Qualche mese fa c’è stata
infatti la condanna formulata su Libération da un gruppo di femministe
francesi, tra cui la filosofa di sinistra Sylviane Agacinski; più
di recente l’analogo documento di femministe italiane (firmato anche da
intellettuali come Beppe Vacca); infine il rapporto sui diritti umani del
Parlamento europeo secondo il quale la maternità surrogata «compromette la
dignità umana della donna dal momento che il suo corpo e le sue funzioni
riproduttive sono usati come una merce».
Nello stesso testo, l’Assemblea di
Strasburgo invitava a realizzare al più presto una tutela giuridica, unione
registrata o matrimonio, per le coppie gay; ciò che indica appunto come la
condanna dell’«utero in affitto» provenga da ambienti impegnati sul piano della
rivendicazione dei nuovi diritti.
Ma che pensano anche, come ha scritto
sul Corriere la filosofa femminista Luisa Muraro, che «non tutto è disponibile per l’essere umano». Cioè che, nel caso
specifico, non può esistere alcun diritto ad avere un figlio a tutti i costi,
anche a quello di ridurre a merce il corpo di un’altra donna; una donna usata
come «un forno», ha accusato Cristina Comencini con un’immagine molto dura ma
che bene rende l’idea di come non si possa ignorare il rapporto profondo che si
costruisce tra un bambino e la donna che lo ospita nel suo corpo.
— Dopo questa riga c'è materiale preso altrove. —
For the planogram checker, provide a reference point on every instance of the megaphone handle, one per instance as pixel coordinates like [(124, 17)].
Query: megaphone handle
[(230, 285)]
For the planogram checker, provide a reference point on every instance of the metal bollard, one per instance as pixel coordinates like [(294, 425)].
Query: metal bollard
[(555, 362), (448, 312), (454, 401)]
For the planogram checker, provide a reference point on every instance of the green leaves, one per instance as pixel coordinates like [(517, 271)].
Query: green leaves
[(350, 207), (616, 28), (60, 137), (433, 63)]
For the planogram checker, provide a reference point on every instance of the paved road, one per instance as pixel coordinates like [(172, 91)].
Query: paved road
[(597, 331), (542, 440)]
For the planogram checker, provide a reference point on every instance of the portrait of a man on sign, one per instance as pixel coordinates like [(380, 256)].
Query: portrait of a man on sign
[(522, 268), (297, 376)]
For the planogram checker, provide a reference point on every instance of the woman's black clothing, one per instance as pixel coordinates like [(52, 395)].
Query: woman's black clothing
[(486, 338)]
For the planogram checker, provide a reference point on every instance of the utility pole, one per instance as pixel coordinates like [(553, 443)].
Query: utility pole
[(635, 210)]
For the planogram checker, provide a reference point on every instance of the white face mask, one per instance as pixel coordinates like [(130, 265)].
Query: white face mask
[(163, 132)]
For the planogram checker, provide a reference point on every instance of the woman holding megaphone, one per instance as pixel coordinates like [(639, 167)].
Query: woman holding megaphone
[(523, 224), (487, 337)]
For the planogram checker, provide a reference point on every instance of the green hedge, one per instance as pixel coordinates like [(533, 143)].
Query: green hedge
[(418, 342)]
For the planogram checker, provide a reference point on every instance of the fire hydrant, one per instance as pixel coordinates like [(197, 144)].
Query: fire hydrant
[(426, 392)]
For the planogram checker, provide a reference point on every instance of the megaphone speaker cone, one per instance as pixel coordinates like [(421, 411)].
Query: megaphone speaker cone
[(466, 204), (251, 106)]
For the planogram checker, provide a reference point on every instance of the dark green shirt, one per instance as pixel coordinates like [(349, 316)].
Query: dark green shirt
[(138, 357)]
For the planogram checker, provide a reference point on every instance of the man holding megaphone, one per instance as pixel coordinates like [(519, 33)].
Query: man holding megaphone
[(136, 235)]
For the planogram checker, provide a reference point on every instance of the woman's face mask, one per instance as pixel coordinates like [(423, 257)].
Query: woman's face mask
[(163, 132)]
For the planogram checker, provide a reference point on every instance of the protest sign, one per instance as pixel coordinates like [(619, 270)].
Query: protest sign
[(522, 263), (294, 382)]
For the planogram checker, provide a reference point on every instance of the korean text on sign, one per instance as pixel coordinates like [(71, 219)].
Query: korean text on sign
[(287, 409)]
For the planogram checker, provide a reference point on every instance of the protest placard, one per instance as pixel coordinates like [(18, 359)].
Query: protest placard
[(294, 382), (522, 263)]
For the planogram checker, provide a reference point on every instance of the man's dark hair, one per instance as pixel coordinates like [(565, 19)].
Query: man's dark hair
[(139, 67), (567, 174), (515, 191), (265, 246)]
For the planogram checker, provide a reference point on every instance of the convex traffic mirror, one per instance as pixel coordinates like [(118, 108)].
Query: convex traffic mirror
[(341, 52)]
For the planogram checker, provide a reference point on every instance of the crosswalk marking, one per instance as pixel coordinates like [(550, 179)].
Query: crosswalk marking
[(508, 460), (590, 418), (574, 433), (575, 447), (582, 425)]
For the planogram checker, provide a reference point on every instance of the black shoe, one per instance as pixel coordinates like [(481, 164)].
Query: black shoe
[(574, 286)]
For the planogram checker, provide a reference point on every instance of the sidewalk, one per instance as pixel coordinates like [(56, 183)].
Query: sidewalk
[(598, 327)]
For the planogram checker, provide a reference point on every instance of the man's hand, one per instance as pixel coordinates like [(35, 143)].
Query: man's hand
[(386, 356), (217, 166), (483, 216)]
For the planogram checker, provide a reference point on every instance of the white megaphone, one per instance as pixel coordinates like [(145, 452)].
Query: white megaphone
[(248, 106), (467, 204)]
Quali che
siano gli esiti del dibattito sull’«utero in affitto», lo sviluppo scientifico
ci obbligherà sempre più a fare i conti con questo tipo di problemi. Che sono
nuovi, ma non assolutamente inediti: già Immanuel Kant, che una cosa come la
maternità surrogata non poteva nemmeno immaginarla, invitava ad agire «in modo
da trattare l’umanità, nella tua come
nell’altrui persona, sempre come fine mai come mezzo».